Baobabs' unique shape makes them an iconic symbol of Africa. Although far from the tallest of the angiosperms – the group that includes all flowering plants – their enormous trunks make them the largest. Baobabs can contain 500 cubic meters (17,000 cubic feet) of wood. The enormous central spaces that often form inside their trunks have been used as homes, jails, and drinking venues.
An international team of botanists set out to study Africa's largest and oldest baobabs finding more than 60 outstanding examples. They collected and sampled the wood extensively, including its inner cavities, and used accelerator mass spectrometry for carbon dating, revealing the trees' growth history. This technique reveals the growth of multi-stemmed trees in a way that studying tree rings – appropriate for trees with a single stem – cannot. The team did indeed learn some interesting things about the way these mighty trees grow, which they have reported in Nature Plants.
However, the same paper reveals something far more unexpected and disturbing – five of the six largest trees recorded, and nine of the 13 oldest, have either died over the last 12 years or suffered the collapse of their oldest stems. Given the vast age of these trees, so many dying at once can't be a coincidence, but the authors admit they are not yet sure of the reason.

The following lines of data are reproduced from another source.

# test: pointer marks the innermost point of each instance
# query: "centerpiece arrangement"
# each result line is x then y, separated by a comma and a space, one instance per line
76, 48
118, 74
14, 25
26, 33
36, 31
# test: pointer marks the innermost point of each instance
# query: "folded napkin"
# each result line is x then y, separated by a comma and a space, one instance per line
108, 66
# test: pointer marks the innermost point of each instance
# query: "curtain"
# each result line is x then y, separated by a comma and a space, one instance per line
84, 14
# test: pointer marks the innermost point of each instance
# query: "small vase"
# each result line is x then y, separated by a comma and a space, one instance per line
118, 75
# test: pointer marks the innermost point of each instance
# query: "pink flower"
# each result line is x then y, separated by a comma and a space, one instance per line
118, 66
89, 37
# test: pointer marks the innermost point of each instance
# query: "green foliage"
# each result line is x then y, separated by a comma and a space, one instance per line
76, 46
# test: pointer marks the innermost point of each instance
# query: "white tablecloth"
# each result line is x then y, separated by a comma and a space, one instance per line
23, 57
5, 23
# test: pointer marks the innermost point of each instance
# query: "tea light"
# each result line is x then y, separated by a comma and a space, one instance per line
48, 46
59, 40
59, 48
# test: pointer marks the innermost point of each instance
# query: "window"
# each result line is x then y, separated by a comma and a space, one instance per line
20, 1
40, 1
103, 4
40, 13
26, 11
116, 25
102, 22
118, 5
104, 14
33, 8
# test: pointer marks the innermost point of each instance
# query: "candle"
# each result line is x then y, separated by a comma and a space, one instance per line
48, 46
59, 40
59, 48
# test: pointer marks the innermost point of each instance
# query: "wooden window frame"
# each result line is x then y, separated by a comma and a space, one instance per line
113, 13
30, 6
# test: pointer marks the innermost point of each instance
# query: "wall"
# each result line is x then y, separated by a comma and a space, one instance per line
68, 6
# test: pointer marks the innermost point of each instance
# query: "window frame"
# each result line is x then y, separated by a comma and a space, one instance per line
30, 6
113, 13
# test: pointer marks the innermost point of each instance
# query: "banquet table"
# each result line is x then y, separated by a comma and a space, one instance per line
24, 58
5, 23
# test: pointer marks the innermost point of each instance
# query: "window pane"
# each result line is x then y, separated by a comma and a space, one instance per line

All the oldest trees were from southern Africa, but spread out over thousands of kilometers, so the cause cannot be local. Moreover, there are widespread reports of other old baobabs dying, and no signs of a fungal or insect epidemic, making climate change the most likely culprit.
When it comes to the things the research originally intended to discover, the authors found baobabs usually start growing as single-stemmed trees. However, the paper observes; “Owing to the baobabs’ ability to periodically produce new stems, in much the same way other tree species produce branches,” all large baobabs are multi-stemmed, developing increasingly complex architecture as they grow.
The authors discovered baobabs use what they call a “ring-shaped structure” to achieve their mighty sizes. This is obvious when they are poorly fused at the base with shapes resembling a cylinder. Frequently, however, the stems have fused so well that only carbon dating can reveal that they are separate stems of different ages. Sometimes the tree's center hollows out from fire and fungal attack, but more often the central space was never filled, with stems instead having sprung up around it.